Sterling P, Freed M A, Smith R G
Department of Anatomy, University of Pennsylvania, Philadelphia 19104.
J Neurosci. 1988 Feb;8(2):623-42. doi: 10.1523/JNEUROSCI.08-02-00623.1988.
Photoreceptors connect to the on-beta ganglion cell through parallel circuits involving rod bipolar (RB) and cone bipolar (CB) neurons. We estimated for a small patch in the area centralis of one retina the 3-dimensional architecture of both circuits. This was accomplished by reconstructing neurons and synapses from electron micrographs of 189 serial sections. There were (per mm2) 27,000 cones, 450,000 rods, 6500 CBb1, 30,300 RB, 4100 All amacrines, and 2000 on-beta ganglion cells. The tangential spread of processes was determined for each cell type, and, with the densities, this allowed us to calculate the potential convergence and divergence of each array upon the next. The actual numbers of cells converging and diverging were estimated from serial sections, as were the approximate numbers of chemical synapses involved. The cone bipolar circuit showed narrow convergence and divergence: 16 cones----4 CBb1----1 on-beta 1 cone----1 CBb1----1.2 on-beta This circuit is thought to contribute significantly to the on-beta cell's photopic receptive field because the CBb1 has a center-surround receptive field whose center diameter is greater than the spacing between adjacent CBb1s. Consequently, the receptive fields of the CBb1s converging on a beta cell are probably largely concentric and thus mutually reinforcing in their contributions to the on-beta. The rod bipolar circuit showed a wider convergence and divergence: 1500 rods----100 RB----5 AII----4 CBb1----1 on-beta 1 rod----2 RB----5 AII----8 CBb1----2----2 on-beta The 1500 rods converging via this circuit account for the spatial extent of the beta cell's dark-adapted receptive field. This convergence also accounts for the ganglion cell's maintained discharge, which is thought to arise from about 6 quantal "dark events" per second. This many dark events would appear in the ganglion cell if each rod in the circuit contributed 0.004 dark events per second, and this is close to what has been measured in monkey rods (Baylor et al., 1984). Divergence in this circuit serves to expand the number of copies of the quantal signal (1 rod----8 CBb1) and so to engage large numbers of chemical synapses that provide amplification. Reconvergence at the last stage (8 CBb1----2 on-beta) may reduce (by signal averaging) the synaptic noise that would otherwise accumulate along the pathway.

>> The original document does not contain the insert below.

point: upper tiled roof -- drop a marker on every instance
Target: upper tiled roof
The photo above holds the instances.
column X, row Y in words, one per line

光感受器通过涉及视杆双极(RB)和视锥双极(CB)神经元的平行回路与on-beta神经节细胞相连。我们估计了一个视网膜中央凹小区域内这两种回路的三维结构。这是通过从189个连续切片的电子显微照片重建神经元和突触来完成的。每平方毫米有27000个视锥细胞、450000个视杆细胞、6500个CBb1、30300个RB、4100个无长突细胞和2000个on-beta神经节细胞。确定了每种细胞类型突起的切向扩展范围,并结合密度,使我们能够计算每个阵列在下一级的潜在会聚和发散情况。从连续切片中估计了会聚和发散的实际细胞数量,以及所涉及的化学突触的大致数量。视锥双极回路显示出狭窄的会聚和发散:16个视锥细胞→4个CBb1→1个on-beta;1个视锥细胞→1个CBb1→1.2个on-beta。该回路被认为对视锥细胞的明视觉感受野有显著贡献,因为CBb1具有中心-周边感受野,其中心直径大于相邻CBb1之间的间距。因此,会聚到一个beta细胞上的CBb1的感受野可能在很大程度上是同心的,从而在对on-beta的贡献中相互增强。视杆双极回路显示出更宽的会聚和发散:1500个视杆细胞→100个RB→5个AII→4个CBb1→1个on-beta;1个视杆细胞→2个RB→5个AII→8个CBb1→2个on-beta。通过该回路会聚的1500个视杆细胞构成了beta细胞暗适应感受野的空间范围。这种会聚也解释了神经节细胞的持续放电,据认为这是由每秒约6个量子“暗事件”引起 的。如果回路中的每个视杆细胞每秒贡献0.004个暗事件,那么在神经节细胞中就会出现这么多暗事件,这与在猴视杆细胞中测量到的结果很接近(贝勒等人,1984年)。该回路中的发散作用是扩大量子信号的副本数量(1个视杆细胞→8个CBb1),从而涉及大量提供放大作用的化学突触。在最后阶段的再会聚(8个CBb1→2个on-beta)可能会(通过信号平均)减少否则会沿通路积累的突触噪声。